Graphs for Linear Model 2

library(ggplot2)

par(mfrow=c(2, 2))

plot(cpi_data$Quadratic, cpi_data$Local.Purchasing.Power.Index, 
     xlab = "Rent Index ^ 0.01", ylab = "Local Purchasing Power Index",
     main = "Scatter Plot of Local Purchasing Power Index vs Rent Index ^ 0.01")

plot(cpi_data$us_indicator, cpi_data$Local.Purchasing.Power.Index, 
     xlab = "U.S. Indicator", ylab = "Local Purchasing Pp]ower Index",
     main = "Scatter Plot of Local Purchasing Power Index vs U.S. Indicator")

plot(cpi_data$Restaurant.Price.Index, cpi_data$Local.Purchasing.Power.Index, 
     xlab = "Restaurant Price Index", ylab = "Local Purchasing Power Index",
     main = "Scatter Plot of Local Purchasing Power Index vs Restaurant Price Index")
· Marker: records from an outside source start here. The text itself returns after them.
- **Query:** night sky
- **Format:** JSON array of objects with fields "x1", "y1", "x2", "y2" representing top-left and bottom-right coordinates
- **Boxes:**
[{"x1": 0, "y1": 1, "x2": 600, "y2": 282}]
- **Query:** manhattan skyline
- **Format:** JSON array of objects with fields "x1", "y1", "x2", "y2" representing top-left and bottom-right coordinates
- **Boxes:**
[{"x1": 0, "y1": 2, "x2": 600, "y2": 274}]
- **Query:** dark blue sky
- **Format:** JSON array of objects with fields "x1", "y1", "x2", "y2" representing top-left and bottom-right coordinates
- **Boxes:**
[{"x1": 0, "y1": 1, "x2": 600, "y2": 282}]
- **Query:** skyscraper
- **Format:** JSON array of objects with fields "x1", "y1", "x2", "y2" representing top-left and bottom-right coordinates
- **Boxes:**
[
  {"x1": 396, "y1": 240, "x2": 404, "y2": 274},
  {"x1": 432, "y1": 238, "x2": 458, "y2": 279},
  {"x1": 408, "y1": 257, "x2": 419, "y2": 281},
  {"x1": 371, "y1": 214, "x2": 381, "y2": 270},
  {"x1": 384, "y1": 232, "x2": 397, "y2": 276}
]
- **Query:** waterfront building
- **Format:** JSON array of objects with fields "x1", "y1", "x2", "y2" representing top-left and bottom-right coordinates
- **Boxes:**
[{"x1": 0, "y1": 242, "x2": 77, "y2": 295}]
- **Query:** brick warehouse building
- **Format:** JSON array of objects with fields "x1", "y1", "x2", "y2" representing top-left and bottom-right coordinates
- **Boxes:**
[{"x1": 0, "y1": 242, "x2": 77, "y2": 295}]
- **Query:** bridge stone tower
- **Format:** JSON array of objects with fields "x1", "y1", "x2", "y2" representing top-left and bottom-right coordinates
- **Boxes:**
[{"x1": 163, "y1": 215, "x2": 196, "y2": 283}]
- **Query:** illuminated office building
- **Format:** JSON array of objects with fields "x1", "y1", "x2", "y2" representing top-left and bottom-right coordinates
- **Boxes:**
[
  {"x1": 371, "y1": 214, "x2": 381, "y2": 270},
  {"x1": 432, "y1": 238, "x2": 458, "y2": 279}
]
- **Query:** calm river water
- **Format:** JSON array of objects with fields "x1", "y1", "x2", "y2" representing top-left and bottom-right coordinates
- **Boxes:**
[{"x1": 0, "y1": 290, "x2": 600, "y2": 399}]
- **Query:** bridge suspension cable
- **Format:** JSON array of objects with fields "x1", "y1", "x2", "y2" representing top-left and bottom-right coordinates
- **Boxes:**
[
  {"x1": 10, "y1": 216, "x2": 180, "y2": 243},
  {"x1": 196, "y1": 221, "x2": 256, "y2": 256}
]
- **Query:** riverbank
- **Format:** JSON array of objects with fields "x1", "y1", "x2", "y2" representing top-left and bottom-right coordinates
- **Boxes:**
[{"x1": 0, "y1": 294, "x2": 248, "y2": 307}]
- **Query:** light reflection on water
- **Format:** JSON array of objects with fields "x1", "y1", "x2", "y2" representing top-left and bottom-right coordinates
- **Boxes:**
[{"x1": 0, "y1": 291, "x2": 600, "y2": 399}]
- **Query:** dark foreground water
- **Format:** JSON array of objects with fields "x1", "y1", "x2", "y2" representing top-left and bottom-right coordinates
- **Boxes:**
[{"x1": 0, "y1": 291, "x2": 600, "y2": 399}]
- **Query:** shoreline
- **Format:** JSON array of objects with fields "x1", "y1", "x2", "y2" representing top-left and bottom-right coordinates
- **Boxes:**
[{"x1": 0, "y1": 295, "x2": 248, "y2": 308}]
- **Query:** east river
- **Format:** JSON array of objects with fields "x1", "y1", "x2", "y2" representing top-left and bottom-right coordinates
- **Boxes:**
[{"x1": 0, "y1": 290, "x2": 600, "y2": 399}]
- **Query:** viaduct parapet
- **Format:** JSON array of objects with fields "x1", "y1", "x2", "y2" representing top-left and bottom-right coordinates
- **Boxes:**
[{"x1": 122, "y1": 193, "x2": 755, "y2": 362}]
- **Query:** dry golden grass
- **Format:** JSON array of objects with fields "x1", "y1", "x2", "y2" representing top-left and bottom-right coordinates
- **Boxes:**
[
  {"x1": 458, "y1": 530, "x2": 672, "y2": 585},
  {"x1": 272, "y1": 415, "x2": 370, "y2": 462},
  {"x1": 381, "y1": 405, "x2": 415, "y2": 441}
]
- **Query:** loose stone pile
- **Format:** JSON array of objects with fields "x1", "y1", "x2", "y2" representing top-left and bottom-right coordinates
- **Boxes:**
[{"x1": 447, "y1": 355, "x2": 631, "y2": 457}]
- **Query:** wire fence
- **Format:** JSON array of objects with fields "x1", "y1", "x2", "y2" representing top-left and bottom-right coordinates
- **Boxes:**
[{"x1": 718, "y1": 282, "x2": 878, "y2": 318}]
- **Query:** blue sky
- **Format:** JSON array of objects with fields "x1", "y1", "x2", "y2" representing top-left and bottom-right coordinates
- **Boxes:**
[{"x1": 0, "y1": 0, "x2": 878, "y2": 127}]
plot(cpi_data$Quadratic * cpi_data$us_indicator, cpi_data$Local.Purchasing.Power.Index,
     xlab = "Rent Index ^ 0.01 : U.S. Indicator", ylab = "Local Purchasing Power Index",
     main = "Scatter Plot of Local Purchasing Power Index vs. Rent Index ^ 0.01 : U.S. Indicator")

cpi_data$residuals <- resid(partTwoLM)

plot1 <- ggplot(cpi_data, aes(x = Quadratic, y = residuals)) +
  geom_point() +
  labs(x = "Rent Index ^ 0.01", y = "Residuals") +
  theme_minimal()

plot2 <- ggplot(cpi_data, aes(x = us_indicator, y = residuals)) +
  geom_point() +
  labs(x = "U.S. Indicator", y = "Residuals") +
  theme_minimal()

plot3 <- ggplot(cpi_data, aes(x = Restaurant.Price.Index, y = residuals)) +
  geom_point() +
  labs(x = "Restaurant Price Index", y = "Residuals") +
  theme_minimal()



plot4 <- ggplot(cpi_data, aes(x = Quadratic, y = resid(partTwoLM), color = us_indicator)) +
  geom_point() +
  labs(x = "Rent Index ^ 0.01 : U.S. Indicator", y = "Residuals") +
  theme_minimal()

plot_grid(plot1, plot2, plot3, plot4, ncol = 2)

par(mfrow=c(2, 2))
plot(partTwoLM)

## Statistical Analysis for Both Models

Analysis

First, we will analyze linear model 1:

Local.Purchasing.Power.Index = 44.8935 - 1.3413(Consumer.Price.Index) + 1.3379(Groceries.Index) + 1.1470(Restaurant.Price.Index)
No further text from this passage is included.